With New Strategy Scientists Successfully Prevent Clogged Arteries In Mice

Jun, 2022 - by CMI

Scientists discovered a new promising method of preventing arteries blockages and reducing the risk of strokes and heart attacks that showed promising results in mice

Cardiovascular diseases are one of the leading causes of death all over the world where atherosclerosis is the most common source of such events. Now a group of researchers at the Albert Einstein College of Medicine discovered a new promising way of preventing artery blockages and reducing such risks of heart attack and strokes. The new method involves boosting a cleaning process that is known to slow down naturally with age.

The researchers for this study focused on a process called as chaperone-mediated autophagy (CMA) where damaged or unnecessary proteins are degraded. However, this process becomes slow with age and results into accumulation of proteins causing age-related diseases. In this study, the researchers noticed that CMA triggered in response to the cellular stress of high-fat diets and in the beginning it slows down the plaque buildup however, with time it becomes inefficient.
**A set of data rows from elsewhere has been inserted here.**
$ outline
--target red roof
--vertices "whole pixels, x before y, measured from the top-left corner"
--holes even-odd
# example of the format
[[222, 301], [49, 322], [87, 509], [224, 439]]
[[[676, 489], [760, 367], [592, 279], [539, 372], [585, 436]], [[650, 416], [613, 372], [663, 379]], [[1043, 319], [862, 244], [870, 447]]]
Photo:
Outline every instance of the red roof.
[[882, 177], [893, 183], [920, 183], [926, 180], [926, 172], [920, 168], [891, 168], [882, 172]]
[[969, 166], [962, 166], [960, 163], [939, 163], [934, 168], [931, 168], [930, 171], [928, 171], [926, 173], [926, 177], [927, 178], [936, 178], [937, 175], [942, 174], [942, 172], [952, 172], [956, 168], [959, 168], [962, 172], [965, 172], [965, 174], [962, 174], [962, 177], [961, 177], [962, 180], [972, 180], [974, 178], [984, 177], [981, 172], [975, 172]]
Furthermore, the researchers studied role of CMA in the condition in mice as they fed the mice with a diet high in fat for 12 weeks and observed CMA activity in two types of cells that break down in atherosclerosis. This CMA activity seemed to increase in the early phase responding to unhealthy diet stress, however, this CMA activity in those cells seemed to fade out by the 12 week mark. The researchers then engineered mice with greater CMA activity and as they showed better profiles of blood lipid, considerably smaller and lesser built up of severe plaque and very low cholesterol levels compared to control group of mice, after the same time period. However, this mechanism differs in mice and humans, the researchers created compounds of drugs that were promising in ramping CMA activity in human cells, which could lead to a potential atherosclerosis treatment in future.